Le financement européen ne fait que le quart de notre chiffre d’affaires. Je ne dis pas que ce n’est pas important mais nous ne sommes pas totalement dépendant du financement européen comme peut l’être France24 à l’égard du gouvernement français ou Deutsche Welle du gouvernement allemand. On est indépendant.

Alors si le ton n’est pas jugé assez critique il y a deux raisons. La première c’est que le ton général de la chaîne c’est une sorte… le slogan c’est pure, c’est la transparence, la neutralité au sens où les journalistes ne sont pas censés donner une opinion et c’est dans la structure de la chaîne.

Dans la définition de la ligne éditoriale les journalistes sont censés retracer les faits de la manière la plus neutre et indépendante que possible mais il n’y a pas d’expression d’opinions. Les expressions d’opinions viennent des personnes que l’on interviewe sur la chaîne. Les personnes que l’on interviewe elles ont effectivement des opinions, elles peuvent être très tranchées et certaines très critiques.

Il y a un deuxième facteur qui est un facteur plus humain. Les gens qui travaillent à Euronews ne sont pas des anti-européens c’est sûr. On ne choisit pas de travailler chez Euronews si on est anti-européen. Les gens qui viennent travailler à Euronews ont une certaine empathie européenne et s’intéressent au projet européen. Donc ils ne sont pas spontanément enclins à critiquer tout ce qui est européen.

Ils essayent de garder une sorte neutralité bienveillante dans le reporting qu’ils font pour la chaîne. Il est certain qu’on veut avoir des critiques acerbes, soit on écoute les gens qu’on interviewe qui sont anti-européens, soit on regarde les chaînes nationales qui sont assez systématiquement anti-européennes. Mais je dirais que le lobby anti-européen et déjà assez bien servi !

Donc à la limite qu’il y ait une chaîne qui soit plus neutre, qui soit moins anti-européenne que la moyenne je ne pense pas que se soit nuisible et je ne vois pas pourquoi dans l’Union européenne on chercherait systématique à lui taper sur la tête à partir du moment que tout le monde considère que c’est dans notre avenir de toute façon. Autant voir les choses du bon côté.

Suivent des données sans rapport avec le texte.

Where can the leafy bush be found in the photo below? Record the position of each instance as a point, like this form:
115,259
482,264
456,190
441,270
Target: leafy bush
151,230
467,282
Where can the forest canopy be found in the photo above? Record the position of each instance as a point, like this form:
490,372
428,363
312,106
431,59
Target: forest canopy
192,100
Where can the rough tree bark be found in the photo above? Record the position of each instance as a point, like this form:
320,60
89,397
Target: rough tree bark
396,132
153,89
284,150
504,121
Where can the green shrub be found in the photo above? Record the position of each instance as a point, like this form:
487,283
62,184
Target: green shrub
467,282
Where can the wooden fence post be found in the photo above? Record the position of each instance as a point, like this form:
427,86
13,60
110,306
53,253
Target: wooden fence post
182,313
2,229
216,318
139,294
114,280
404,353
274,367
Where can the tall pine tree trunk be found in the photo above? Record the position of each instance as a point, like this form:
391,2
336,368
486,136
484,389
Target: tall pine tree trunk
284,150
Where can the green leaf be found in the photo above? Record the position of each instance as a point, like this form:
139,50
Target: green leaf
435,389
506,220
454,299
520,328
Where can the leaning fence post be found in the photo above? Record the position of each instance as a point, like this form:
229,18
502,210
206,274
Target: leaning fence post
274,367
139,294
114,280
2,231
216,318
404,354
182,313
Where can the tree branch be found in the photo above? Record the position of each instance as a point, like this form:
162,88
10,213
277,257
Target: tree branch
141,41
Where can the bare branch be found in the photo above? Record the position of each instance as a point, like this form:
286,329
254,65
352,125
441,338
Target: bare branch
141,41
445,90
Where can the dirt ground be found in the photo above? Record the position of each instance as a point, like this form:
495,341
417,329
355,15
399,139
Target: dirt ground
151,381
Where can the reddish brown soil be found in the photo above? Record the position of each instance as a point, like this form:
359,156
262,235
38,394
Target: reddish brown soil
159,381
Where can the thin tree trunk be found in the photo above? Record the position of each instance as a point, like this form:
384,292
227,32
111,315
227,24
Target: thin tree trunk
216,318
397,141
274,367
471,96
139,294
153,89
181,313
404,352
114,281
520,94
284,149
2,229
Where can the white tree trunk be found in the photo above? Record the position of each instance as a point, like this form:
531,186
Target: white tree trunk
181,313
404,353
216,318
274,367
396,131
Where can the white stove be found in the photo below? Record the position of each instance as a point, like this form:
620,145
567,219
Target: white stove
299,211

Comment pensez-vous qu’Euronews a contribué au renforcement de la couverture européenne en Europe ? Vous l’avez souligné les correspondants à Bruxelles donnent toujours une ligne nationale, se souciant peu de la vision pan-européenne. Est-ce que vous croyez qu’Euronews a réussi à donner cette vision?

Comme vous le dites très bien les chaînes nationales ont un agenda national donc elles parlent des politiques qui intéressent leur pays et en général lorsqu’ils parlent d’un sujet ils interrogent un homme politique de leur pays et quelqu’un de la Commission ou du parlement. Nous avons un spectre plus large sur la politique européenne : on montre son application dans plusieurs pays et on interroge des gens de pays différents.

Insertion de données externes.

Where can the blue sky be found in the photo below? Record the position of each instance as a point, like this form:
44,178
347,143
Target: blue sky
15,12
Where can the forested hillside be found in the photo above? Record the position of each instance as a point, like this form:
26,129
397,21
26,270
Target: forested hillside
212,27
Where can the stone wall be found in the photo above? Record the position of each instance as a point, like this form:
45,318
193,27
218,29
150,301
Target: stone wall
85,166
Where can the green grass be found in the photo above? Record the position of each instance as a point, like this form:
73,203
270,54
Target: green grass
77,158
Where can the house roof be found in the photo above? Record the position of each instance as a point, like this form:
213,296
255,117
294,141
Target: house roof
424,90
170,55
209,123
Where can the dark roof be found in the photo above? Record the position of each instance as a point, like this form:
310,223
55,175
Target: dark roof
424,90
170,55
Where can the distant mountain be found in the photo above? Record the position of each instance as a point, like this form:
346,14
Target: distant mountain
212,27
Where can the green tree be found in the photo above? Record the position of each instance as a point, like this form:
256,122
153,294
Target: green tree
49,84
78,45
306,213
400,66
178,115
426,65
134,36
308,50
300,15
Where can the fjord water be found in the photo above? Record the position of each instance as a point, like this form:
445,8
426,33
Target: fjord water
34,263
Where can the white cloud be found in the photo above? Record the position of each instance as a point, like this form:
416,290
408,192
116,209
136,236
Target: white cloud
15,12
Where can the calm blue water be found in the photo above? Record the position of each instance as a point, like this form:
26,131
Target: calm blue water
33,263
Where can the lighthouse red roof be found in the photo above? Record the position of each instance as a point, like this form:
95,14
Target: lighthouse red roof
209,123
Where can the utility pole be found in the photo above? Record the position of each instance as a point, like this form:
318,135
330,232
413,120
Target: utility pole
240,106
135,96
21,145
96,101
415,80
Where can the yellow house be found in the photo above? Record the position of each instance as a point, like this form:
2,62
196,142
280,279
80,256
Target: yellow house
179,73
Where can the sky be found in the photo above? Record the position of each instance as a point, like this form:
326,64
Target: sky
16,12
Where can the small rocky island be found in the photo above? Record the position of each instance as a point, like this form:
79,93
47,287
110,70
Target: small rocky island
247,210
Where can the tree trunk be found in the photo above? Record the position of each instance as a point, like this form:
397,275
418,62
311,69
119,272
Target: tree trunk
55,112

Il et claire qu’Euronews n’a pas une audience comparable aux chaînes nationales. Ça reste une audience niche pour deux raisons. D’une part, on n’a pas des moyens extraordinaires, on reste sous-financés par rapport aux chaînes nationales. Une autre raison c’est qu’on reste une chaîne essentiellement diffusée par câble et satellite, c’est-à-dire dans des bouquets payants.

On a un peu de diffusion gratuite sur les réseaux de nos actionnaires, qui peuvent nous reprendre de temps en temps pour une heure ou une demi-heure par jour. Mais on n’a pas accès aux réseaux internationaux donc on ne peut pas être vu par tout le monde tout le temps.

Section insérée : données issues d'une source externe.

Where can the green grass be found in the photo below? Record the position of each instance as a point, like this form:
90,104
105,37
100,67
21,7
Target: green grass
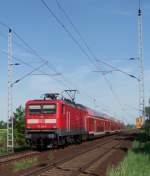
3,134
136,163
24,164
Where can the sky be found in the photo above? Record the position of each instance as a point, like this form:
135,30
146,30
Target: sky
110,29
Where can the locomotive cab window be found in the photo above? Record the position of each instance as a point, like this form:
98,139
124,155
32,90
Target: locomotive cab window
49,109
34,109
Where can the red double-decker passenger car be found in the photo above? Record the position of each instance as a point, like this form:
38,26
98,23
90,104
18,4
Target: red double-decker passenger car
53,121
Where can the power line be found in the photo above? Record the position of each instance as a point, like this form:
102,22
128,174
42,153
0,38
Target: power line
84,41
32,51
92,54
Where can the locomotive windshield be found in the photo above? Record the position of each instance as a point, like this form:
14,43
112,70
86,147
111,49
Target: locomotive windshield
42,109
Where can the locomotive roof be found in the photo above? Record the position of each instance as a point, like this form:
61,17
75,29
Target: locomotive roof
90,111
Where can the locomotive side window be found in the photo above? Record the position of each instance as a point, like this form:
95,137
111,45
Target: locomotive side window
49,109
34,109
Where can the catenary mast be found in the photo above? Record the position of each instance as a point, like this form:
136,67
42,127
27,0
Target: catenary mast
10,135
141,64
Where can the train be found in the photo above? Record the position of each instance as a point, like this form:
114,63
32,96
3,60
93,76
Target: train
52,121
139,122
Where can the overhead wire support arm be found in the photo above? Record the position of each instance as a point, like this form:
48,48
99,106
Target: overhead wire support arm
28,74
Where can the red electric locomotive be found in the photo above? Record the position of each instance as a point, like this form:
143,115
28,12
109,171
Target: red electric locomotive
54,121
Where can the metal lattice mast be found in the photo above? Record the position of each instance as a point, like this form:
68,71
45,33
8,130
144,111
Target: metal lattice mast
10,135
141,64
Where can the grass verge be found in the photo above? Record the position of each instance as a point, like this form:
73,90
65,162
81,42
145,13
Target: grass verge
24,164
136,163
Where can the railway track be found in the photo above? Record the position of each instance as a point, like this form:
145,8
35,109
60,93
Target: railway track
16,156
27,154
78,163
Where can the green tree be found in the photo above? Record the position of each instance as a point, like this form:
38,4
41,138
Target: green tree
19,126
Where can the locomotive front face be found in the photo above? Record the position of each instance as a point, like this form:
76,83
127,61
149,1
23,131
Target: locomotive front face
41,116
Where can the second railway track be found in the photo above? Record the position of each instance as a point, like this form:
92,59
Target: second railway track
77,163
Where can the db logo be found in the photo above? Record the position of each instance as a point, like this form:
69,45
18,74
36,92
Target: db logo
41,120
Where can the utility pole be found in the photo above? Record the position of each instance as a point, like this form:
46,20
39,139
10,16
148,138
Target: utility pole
10,135
141,65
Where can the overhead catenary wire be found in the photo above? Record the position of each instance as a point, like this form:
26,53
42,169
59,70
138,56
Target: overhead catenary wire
85,42
93,55
32,51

Evidemment on essaye de contribuer à l’opinion européenne mais en fait on atteint des gens qui s’intéressent à l’Europe. Idéalement pour atteindre tout le monde il faudrait qu’Euronews soit distribué dans toute l’Europe en TNT, gratuite, pour que tout le monde puisse regarder Euronews dans sa langue. Mais, ça coûte cher et on n’en est pas encore là. Tout est une question de moyens, mais peut-être un jour on y arrivera.

Quel est votre souhait pour y arriver ? Dans quelle année ?

La conversion des fréquences analogiques en numériques va se terminer vers 2012-2013-2014 selon les pays. Mon idée c’est que les pays de l’Union européenne prennent conscience qu’Euronews est un élément essentiel d’intégration et qu’il faut consacrer une partie de leur ressources à Euronews.

Je ne sais pas quand. On a fait le calcul qu’Euronews en TNT dans toute l’Europe coûterait 50 millions d’euros par ans. C’est à la fois cher et pas cher. C’est cher en absolu mais ce n’est pas cher si vous pensez que pour ce prix là vous avez une chaîne multilingue disponible dans toute l’Europe gratuitement. C’est mon souhait, c’est mon objectif. Alors peut-être j’y arriverai avant la retraite.

Au sujet de la politique de communication de l’Union européenne. La précédente commission a essayé de décentraliser la communication et avait souhaité créer des networks de TV locales et régionales. Madame Reding a plutôt opté de donner plus de ressources a Euronews. Croyez-vous que recentraliser l’information européenne soit une bonne politique ?

En fait Euronews concilie les deux. C’est à la fois la centralisation et la décentralisation puisqu’elle est l’illustration parfaite justement de l’unité dans la diversité, le slogan de l’Union, parce que vous avez l’unité du programme et la diversité des langues.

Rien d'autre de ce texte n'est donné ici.